At the Awo, there was a kind of regiment after the reign of the landlord, very family-related. Here we see an organizational failure, "the fish stinks of the head". The Lorenz system, as I call it, is more sophisticated: Mr Lorenz has put his Buddies everywhere, it works even without him. And he was more adept at complying with formalities.

So, externally and from a strictly legal point of view, first, apparently, within the limits of what is permitted?

Right. As a lawyer he knew the appropriate instruments, this keyboard has played successfully for years with some skill. He's systematically obliterating everything. Even if you cannot prove to him in criminal law what he always celebrates, his actions are politically and morally wrong.

It is also fascinating for observers how, in both cases, borders have obviously shifted.

The standards of self-perception and justification are also changing, as is what is considered permissible. And greed grows with the seemingly easy success at first. The ancient Greeks say: power corrupted, absolute power corrupted absolutely. The frog example comes to mind: if you put a frog in boiling hot water, it jumps out. If you put him in cold water and turn the temperature up slowly, he does not notice and dies.

Is it a feature of these structures that it is eventually coated so that it is exposed?

That at least Mr. Lorenz has noticed what the hour is, but also the Awo with its massive use of lawyers, shows the typical reaction of the dropouts: they knew when a whistle blower pierces, more comes. The dams are breaking.

But how could it have come to this? In both cases, we are talking about years to decades of unauthorised activity.

At the Awo there was a system of unbridled enrichment. Not only have private levels been mixed up with business, even family levels have been mixed up with business; in both cases, the control bodies have failed long and systematically. The actors were able to act and act at their discretion. The legal conditions were there, the Awo has a BGB board. But the professionalisation of control was lacking. The volunteer district council was far too demanding without economic expertise.

So this kind of control doesn't work at all with honorary employees?

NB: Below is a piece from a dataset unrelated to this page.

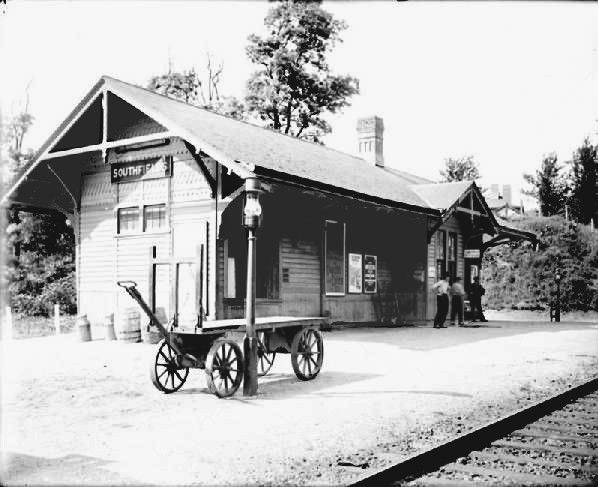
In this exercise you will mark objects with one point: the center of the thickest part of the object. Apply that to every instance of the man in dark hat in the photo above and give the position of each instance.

If the expert isn't there, you have to get him outside. But at the Awo Wiesbaden there is another component: here too the "obvious question" was missing. It should have come from the control body, the district council, at the latest with the creation of the Somacon. A subsidiary in England is absolutely absurd. It is not compatible with German Community law. This is a "red flag", so to speak. There were also plenty of examples at the circle level where one could have looked. Examples: high salaries or the staff pool. Also the lump-sum payments, i.e. honorary allowances for main officials, are not possible. Or bonuses when it comes to tax money. The sale-and-lease-back shop at the Konrad-Arndt-Haus in Bierstadt is also strange. You only do that when the water's up to your neck. The board of directors should look at the difference between the reported balance sheet gain and the cash flow. In the case of balance sheets, the cash flow is the fact.

And by the city of Wiesbaden, where do you see the need for action?

The urban societies in their infinite number have emerged as the "playground" in the post office chessboard. Here the question arises: why two directors? The four-eye principle can also be done with prosecutors. But this is an "Amigos system".

And a view? You see silver stripes on the horizon?

In any case, the fact that the Hessenauer/Betz duo has now taken over the Awo is positive. They're not corrupt and they know the system. You can't do it without tabula rasa, the complete and clean cut. The Awo has a working substructure that could be refurbished in two years. The city of Wiesbaden is more complicated.

Because of the political situation?

Lorenz has implemented his system. Like I said, it works without him. This work is far from finished. I expect five to seven years. I also see here, incidentally, the responsibility of the voters. These are the strengths of democracy, as opposed to authoritarian systems, despite individual negative outliers: there are checks and balances, there are control bodies and restrictions, there is free press and an independent judiciary. And that's comforting.